BMP Global Distribution Inc v Bank of Nova Scotia: Another Step in the Development of Unjust Enrichment?
Next month, the Supreme Court of Canada (“SCC”) will hear submissions in an appeal from BMP Global Distribution Inc v Bank of Nova Scotia (cob Scotiabank), 2007 BCCA 52. This case involves a mysterious counterfeit cheque in an amount of over $900,000 which was couriered to BMP by some unknown party. BMP, believing that the cheque was payment in relation to a licensing agreement it had reached with a third party, deposited the cheque with its bank, Scotiabank. The cheque cleared the banking clearing system and Royal Bank paid the amount to Scotiabank. BMP began using the funds in that account until Royal Bank discovered that the cheque was counterfeit and requested that Scotiabank freeze BMP’s accounts. Scotiabank retrieved the remaining funds in the accounts of BMP and its principals that it could trace to the mistaken payment and returned them to Royal Bank. BMP then brought an action against Scotiabank in an attempt to recover this money.
Surprisingly, at trial, the judge awarded BMP damages in the amount of the funds taken from BMP’s account by Scotiabank on the basis that the bank was in breach of its banking contract, ignoring restitutionary principles usually applied to mistaken payment cases. The trial judge took a very narrow view of the expectancy damages calculation, holding that BMP suffered a loss of this money despite the fact that it had no legal entitlement to it since it was based on a counterfeit cheque.
The British Columbia Court of Appeal reversed this decision, holding that since the cheque that had been deposited was counterfeit and BMP had not been legally entitled to any funds from that cheque, Scotiabank’s act of debiting the funds from BMP’s account had not caused BMP to suffer any damages. As the Court of Appeal notes, in an ordinary mistake of fact case, it would be the party that has suffered the loss (Royal Bank in this case) bringing an action for the return of funds that had been paid by mistake against the person who had received the windfall. Here, it was Scotiabank that had repossessed the funds in BMP’s account on Royal Bank’s behalf. And it was the BMP, the party who had received the mistaken payment and then had it taken away, who brought the action against Scotiabank. However, the Court of Appeal held that, regardless of these differences, this was essentially a mistake of fact case where Scotiabank had released funds to BMP on the mistaken understanding that the cheque was valid and that under ordinary restitutionary principles, the bank was entitled to retrieve the money.

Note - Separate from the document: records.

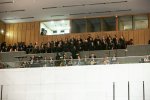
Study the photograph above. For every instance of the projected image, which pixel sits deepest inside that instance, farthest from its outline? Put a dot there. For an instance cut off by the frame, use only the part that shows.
(55, 27)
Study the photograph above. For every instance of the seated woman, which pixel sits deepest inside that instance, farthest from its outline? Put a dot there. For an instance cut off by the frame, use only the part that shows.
(92, 61)
(113, 59)
(106, 60)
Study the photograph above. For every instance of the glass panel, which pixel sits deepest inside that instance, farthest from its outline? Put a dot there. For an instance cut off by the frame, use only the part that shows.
(141, 22)
(55, 27)
(125, 23)
(109, 24)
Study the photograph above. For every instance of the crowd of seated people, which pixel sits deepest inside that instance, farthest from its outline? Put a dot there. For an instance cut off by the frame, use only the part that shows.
(72, 45)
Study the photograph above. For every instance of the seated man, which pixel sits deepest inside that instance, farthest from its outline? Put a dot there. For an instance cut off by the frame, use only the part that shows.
(106, 60)
(92, 56)
(114, 59)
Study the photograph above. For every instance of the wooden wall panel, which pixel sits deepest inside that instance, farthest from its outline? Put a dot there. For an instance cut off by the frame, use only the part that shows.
(30, 32)
(2, 35)
(15, 33)
(36, 32)
(23, 32)
(28, 40)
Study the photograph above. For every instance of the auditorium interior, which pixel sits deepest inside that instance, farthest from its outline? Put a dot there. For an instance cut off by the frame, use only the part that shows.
(74, 49)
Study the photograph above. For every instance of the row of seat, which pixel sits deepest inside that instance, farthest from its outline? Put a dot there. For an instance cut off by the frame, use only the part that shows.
(132, 50)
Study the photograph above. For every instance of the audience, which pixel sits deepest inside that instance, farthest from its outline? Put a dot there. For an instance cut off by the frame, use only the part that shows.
(72, 45)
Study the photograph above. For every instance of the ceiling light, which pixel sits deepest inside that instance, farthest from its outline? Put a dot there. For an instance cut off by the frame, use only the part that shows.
(2, 31)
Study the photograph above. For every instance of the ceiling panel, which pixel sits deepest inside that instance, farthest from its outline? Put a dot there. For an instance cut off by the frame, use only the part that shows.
(77, 8)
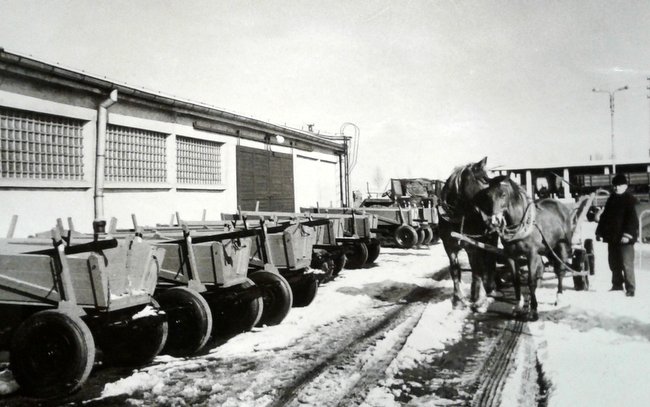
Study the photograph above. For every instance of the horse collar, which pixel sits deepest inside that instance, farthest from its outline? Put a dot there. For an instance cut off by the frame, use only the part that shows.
(524, 228)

It is difficult to see how the SCC would allow BMP to recover this money which was paid by mistake and give effect to a fraudelent transaction, regardless of the fact that BMP was also innocent to the fraud. It is not clear that the cheque was in fact related to the licensing agreement or that BMP had paid any consideration for the funds it purported to transfer. Further, it does not appear that BMP has any equitable defences, such as a change of position or detrimental reliance upon the money. In balancing the interests between the two innocent parties, there is no reason why greater weight should be given to BMP’s interest in retaining money for which it had no legal entitlement vis-a-vis the bank’s interest in returning it to its rightful owner. If the money was in fact returned to BMP, Royal Bank would still have a claim for the return of these funds from BMP in money had and received. As an aside, Royal Bank did in fact commence a separate action for recovery of the portion of funds from the counterfeit cheque which had been spent by BMP by the time Scotiabank froze its account. An attempt to join the two actions had been refused by the lower court. Perhaps it may have been more practical to make Royal Bank, Scotiabank and BMP parties to the same action to resolve all issues as between the parties, a solution which is available in the United States under the Uniform Commercial Code.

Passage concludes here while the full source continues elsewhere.